My summer of Starr wars, murder under the dome and watching 'taters fly

By MIKE THEILER
Journalism alumnus

  Nobody cared that it was Sunday. Commandments were being broken by the keg-ful.

  The All-Carolina Harley Dealers Spring Rally was just getting started. The Beach House Bar’s floor already stank of stale beer, a thick fog of cigar smoke hung in the air and genteel Southern Belles were exposing their breasts, momentarily forgetting that back home in Asheville and Beaufort they were soccer moms and church-goers.

  The “Rally” is just a fancy name, coined by the Chamber of Commerce, for 10 days of hog hedonism that annually unsettles the local taxpayers and squares in green polyester pants who think they’re going to have a quiet week on the golf course.

  But where else can you rub tattoos with the Hell’s Angels and 100,000 of your best scooter-trash buddies and not get arrested?

  Professionally, of course, I claim to be documenting the pagan rituals for an as-yet-to-be- determined publication. Something along the lines of a Hunter Thompson gonzo journalism piece entitled “Fear and Loathing from Cape Fear to the Grand Strand.” Yeah, right. Kind of hard to take notes and shoot pictures with a can of Budweiser in each hand.

  For five years, Bike Week has been an annual pilgrimage for me, and so despite the fact that I now lived in China, this year would be no exception. My plan was that after the debauchery of the rally, I would work for Reuters in Washington for a month and then return to the Orient. Little did I know that I would be witness to some truly historic events in the summer of 1998.

  As the Monica Lewinsky scandal unfolded in January, I couldn’t help but be thankful that I was 10,000 miles away. CNN displayed images of colleagues soaked in freezing drizzle staking out her Watergate residence, scrums of tusseling photographers elbowing for position outside Lewinsky’s lawyer’s offices, scores of lensmen rimming the perimeter of the U.S. District Court where the grand jury was meeting.

  In an economic sense, life was good; everybody was working. Every freelancer and stringer had a job and a fat day-rate. There were too many players, too many events, too many scenes to be left uncovered. Fiscal budgets would be in tatters by April.

  But from my comfortable chair halfway across the globe, it all seemed so sordid. Rumors and hearsay were being rushed out unverified in an attempt to feed the insatiable appetites of cable TV and the Internet press. Yes, I was glad not to be a part of it.

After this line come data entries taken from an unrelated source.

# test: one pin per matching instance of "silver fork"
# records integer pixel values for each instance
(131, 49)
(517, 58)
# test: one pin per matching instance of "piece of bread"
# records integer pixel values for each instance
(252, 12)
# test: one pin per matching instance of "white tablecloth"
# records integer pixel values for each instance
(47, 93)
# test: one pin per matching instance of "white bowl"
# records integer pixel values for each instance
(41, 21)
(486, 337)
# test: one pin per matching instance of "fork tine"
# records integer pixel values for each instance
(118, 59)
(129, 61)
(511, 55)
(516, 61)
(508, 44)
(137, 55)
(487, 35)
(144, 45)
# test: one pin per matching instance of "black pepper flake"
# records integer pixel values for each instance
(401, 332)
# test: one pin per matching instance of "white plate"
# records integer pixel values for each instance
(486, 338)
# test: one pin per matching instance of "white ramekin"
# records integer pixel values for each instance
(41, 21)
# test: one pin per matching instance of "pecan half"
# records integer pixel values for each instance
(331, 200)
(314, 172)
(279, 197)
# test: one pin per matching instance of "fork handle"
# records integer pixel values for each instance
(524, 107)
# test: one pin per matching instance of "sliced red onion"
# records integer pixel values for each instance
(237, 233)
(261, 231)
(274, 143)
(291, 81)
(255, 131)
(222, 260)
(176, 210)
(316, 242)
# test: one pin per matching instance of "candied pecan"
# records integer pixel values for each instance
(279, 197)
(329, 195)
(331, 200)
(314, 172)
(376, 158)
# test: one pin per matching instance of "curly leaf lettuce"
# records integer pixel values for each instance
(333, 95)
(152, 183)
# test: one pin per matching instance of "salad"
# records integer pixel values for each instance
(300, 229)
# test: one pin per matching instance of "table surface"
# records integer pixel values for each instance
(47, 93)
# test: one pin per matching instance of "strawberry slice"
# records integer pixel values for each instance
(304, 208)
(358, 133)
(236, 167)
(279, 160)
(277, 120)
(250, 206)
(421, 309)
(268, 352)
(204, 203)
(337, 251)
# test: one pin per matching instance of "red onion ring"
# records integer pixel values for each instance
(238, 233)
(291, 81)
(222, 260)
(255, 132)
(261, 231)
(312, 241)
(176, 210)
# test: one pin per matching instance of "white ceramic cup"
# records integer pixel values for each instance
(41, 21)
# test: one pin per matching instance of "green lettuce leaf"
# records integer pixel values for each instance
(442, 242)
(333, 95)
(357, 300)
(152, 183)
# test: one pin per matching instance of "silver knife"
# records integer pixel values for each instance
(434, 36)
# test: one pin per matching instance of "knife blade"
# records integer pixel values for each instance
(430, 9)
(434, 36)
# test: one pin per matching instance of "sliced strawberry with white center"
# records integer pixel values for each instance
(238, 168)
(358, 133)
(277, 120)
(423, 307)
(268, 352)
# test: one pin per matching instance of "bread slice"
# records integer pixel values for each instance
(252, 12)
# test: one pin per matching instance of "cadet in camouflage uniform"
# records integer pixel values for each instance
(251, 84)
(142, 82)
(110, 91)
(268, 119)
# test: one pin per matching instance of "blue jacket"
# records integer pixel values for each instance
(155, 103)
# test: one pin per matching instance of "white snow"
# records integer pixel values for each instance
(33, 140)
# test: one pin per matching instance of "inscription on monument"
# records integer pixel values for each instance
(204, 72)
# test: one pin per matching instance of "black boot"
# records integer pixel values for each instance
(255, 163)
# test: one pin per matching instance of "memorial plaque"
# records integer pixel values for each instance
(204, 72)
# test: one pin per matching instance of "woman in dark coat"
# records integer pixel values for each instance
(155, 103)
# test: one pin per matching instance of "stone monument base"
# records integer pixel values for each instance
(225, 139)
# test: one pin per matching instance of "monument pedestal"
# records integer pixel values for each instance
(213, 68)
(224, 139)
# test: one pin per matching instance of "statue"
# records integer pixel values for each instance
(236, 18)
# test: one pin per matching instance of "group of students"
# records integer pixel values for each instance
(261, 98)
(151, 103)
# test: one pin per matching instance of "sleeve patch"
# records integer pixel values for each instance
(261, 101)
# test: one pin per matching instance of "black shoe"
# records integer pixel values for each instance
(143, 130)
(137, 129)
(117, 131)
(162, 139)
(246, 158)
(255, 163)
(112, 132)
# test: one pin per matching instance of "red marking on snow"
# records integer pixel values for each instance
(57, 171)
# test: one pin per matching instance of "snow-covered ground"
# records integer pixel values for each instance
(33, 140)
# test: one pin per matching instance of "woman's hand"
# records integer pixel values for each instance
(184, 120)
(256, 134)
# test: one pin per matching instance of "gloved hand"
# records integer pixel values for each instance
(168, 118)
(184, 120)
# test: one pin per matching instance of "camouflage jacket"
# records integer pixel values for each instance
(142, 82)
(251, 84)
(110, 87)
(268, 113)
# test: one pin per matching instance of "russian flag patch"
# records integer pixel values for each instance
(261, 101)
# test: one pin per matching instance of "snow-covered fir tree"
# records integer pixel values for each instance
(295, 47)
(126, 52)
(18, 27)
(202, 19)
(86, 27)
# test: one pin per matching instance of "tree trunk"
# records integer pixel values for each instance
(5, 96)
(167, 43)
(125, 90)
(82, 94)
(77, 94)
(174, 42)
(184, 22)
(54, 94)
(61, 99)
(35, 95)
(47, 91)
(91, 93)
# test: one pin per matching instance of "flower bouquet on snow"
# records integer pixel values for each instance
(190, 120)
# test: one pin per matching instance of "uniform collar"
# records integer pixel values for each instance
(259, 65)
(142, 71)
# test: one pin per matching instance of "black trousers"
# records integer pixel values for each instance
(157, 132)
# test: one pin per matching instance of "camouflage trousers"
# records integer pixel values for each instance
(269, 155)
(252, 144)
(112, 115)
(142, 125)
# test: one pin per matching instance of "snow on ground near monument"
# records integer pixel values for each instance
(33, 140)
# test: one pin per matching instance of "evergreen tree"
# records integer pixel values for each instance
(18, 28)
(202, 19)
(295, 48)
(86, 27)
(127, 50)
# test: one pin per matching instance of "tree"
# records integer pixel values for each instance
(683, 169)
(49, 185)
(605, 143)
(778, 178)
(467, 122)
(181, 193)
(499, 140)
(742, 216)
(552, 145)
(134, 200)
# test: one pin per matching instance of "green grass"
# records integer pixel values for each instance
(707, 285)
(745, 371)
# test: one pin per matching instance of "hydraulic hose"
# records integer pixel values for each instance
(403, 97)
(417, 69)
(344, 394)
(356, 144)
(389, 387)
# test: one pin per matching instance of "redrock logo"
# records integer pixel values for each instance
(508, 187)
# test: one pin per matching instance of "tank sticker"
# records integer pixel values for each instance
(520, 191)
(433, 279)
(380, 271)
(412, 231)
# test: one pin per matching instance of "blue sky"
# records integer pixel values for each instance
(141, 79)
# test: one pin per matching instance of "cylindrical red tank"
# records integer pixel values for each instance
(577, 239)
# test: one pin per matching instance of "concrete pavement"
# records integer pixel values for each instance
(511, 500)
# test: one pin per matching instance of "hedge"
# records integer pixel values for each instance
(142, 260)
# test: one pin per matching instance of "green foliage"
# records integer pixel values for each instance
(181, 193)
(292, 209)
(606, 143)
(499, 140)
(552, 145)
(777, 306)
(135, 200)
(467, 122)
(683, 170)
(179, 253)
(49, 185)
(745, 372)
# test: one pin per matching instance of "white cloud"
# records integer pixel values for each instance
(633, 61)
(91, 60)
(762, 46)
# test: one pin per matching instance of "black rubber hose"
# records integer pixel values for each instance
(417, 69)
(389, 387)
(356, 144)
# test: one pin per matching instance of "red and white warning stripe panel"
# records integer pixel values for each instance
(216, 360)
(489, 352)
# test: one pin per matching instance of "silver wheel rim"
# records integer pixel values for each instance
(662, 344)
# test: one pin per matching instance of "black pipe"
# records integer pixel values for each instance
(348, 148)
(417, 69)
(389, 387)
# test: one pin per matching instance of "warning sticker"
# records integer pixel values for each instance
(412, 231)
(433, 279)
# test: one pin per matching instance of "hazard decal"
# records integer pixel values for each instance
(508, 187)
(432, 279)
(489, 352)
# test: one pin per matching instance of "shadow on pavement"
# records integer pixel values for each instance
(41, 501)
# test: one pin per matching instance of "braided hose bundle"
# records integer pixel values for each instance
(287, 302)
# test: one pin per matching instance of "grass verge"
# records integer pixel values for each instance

  By the time I arrived in Washington in May, it had gotten worse. However, my first Reuters assignment was not related to Monica-Gate but to the annual Scripps-Howard Spelling Bee. My colleagues ribbed me endlessly: “Man, last year you covered the White House and flew around on Air Force One, and now you’re covering the Spelling Bee?”

 “Working my way back up,” I replied.

  My planned one-month stay came and went, and I had to extend when problems came up with my property rental in Virginia. But Reuters would have work for me as long as I stayed.

  On July 24, I “opened” the White House at 7:30 a.m. That’s the time when the travel pool gathers for “protective purposes.” That means there are no official events on the president’s schedule, but it’s a holdover from the days when the possibility existed that he might go for an early-morning jog. Since Clinton’s knee injury, he doesn’t jog anymore, but the pool still has to be on standby.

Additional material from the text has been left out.